By Francesco Canepa and Francesco Guarascio
FRANKFURT/BRUSSELS (Reuters) - Euro zone consumer prices halted their slide in March, data showed on Thursday, giving hope to the European Central Bank that its efforts to boost stubbornly low inflation will pay off once energy prices stabilise.
Inflation was zero year-on-year, the European Union's statistics agency said, revising up its earlier estimate of a 0.1 percent decline.
The largest boost to the index came from restaurants and bars, package holidays and rent, Eurostat said.
A 0.2 percent drop in inflation in February had stoked concerns that the currency bloc was heading for a new period of falling prices, a sign of weak economic growth, despite the ECB's aggressive stimulus measures.
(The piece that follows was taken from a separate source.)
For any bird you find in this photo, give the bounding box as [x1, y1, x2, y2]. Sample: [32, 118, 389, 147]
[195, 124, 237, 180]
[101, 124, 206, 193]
March's reading may go a small way towards easing those concerns and rekindling ECB hopes that inflation will start moving closer to its target of just below 2 percent once a recent small rebound in the market price of crude oil starts filtering through to the real economy.
"When we get the base effect from oil prices in the second half of the year the whole debate around the ECB may change," Anatoli Annenkov, an economist at Societe Generale (PA:SOGN), said.
"It will become easier for the ECB... to argue its actions are having some effect."
The ECB, which is buying 80 billion euros worth of assets per month to boost consumer prices, expects inflation to average 0.1 percent this year, 1.3 percent next and 1.6 percent in 2018.
Real energy prices, such as gasoline prices and heating oil, tend to lag financial markets by several months and, for now, they remain a drag on the index.
Eurostat's energy prices index fell 8.7 percent in March, its steepest fall since September 2015.
Core euro zone inflation, which excludes food and energy prices, accelerated to 1.0 percent from 0.8 percent in February.